A fellow 1L, Ryan Keane ’26, attended the Firm Mix & Mingle prepared to explore his private firm employment options for the coming summers and post-graduation. “I got to talk to a good number of people and feel like I learned a lot,” reflected Keane after the event, “it was also a really low stakes environment, so it was a nice way to warm up to the firm process.” For Keane, many positive interactions emerged from the event, and he came away from it with the perception that “[the firms] really want to talk to us [1Ls], which makes the conversations go a lot easier.” He has become reassured in his ability to be more comfortable in firm networking settings going forward.

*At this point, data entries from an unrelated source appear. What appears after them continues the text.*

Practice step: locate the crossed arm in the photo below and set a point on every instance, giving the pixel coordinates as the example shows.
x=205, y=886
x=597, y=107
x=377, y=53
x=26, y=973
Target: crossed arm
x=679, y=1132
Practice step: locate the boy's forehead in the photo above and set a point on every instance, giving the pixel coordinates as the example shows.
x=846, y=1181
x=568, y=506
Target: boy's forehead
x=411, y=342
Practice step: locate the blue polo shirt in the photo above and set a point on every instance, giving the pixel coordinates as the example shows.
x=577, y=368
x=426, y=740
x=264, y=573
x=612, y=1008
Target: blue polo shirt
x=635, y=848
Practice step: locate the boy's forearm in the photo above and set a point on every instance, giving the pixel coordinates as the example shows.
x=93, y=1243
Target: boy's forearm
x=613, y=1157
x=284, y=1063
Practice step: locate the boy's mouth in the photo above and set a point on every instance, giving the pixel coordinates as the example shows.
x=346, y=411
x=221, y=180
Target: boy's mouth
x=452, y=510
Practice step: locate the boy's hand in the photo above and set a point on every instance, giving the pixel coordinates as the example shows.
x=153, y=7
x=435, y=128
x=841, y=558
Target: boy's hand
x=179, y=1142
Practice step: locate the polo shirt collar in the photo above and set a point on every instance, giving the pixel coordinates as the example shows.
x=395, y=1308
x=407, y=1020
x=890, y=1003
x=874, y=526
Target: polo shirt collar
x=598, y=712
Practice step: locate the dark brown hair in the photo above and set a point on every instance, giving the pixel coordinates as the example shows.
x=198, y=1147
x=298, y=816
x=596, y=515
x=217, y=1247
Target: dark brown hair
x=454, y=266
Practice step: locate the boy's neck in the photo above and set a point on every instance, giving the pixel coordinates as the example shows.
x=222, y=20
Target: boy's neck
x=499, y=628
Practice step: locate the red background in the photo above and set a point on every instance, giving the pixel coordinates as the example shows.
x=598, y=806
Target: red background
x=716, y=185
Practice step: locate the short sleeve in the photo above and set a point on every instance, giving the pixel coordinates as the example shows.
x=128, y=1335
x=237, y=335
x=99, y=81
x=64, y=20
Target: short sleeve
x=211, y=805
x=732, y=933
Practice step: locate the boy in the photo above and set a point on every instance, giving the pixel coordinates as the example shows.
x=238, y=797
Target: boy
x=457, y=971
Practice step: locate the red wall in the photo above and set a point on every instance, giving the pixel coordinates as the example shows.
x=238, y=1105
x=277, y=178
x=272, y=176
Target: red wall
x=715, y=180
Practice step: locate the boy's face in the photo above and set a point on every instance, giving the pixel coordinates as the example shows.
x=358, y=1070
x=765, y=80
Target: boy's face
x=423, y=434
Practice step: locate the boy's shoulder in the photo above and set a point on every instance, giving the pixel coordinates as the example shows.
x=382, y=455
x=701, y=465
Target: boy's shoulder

Some 1Ls, however, were not taken in by the prospect of private firm romance and decided to refrain from Tuesday’s affair. Confident in her non-private firm career path, Kate Harter ’26 used Tuesday evening as an opportunity for a “post-contracts afternoon nap,” followed by some readings in preparation of freeing up her Thursday night for the much less corporate romance of The Golden Bachelor. Harter is planning on becoming a JAG Officer upon graduation and intends on serving in that role or transitioning to government service for the remainder of her legal romantic life—or rather, career. Although she did consider attending the Firm Mix & Mingle “for a brief moment” to get some networking practice, she was ultimately dissuaded after witnessing the intense efforts of her section-mates in preparing for the event.

For those 1Ls who did not participate in the initial courtship practices of the Firm Mix & Mingle, but who still have a desire for private firm matchmaking, more opportunities will become available through the OPP. In particular, such students should remain on the lookout for the City Days series hosted by OPP in the Spring, which will provide similar opportunities to meet with potential firm employers.


---
cmz4bx@virginia.edu


[1] And cable adapters, notebooks, straws, chapstick, Tide sticks, tissue dispensers, etc.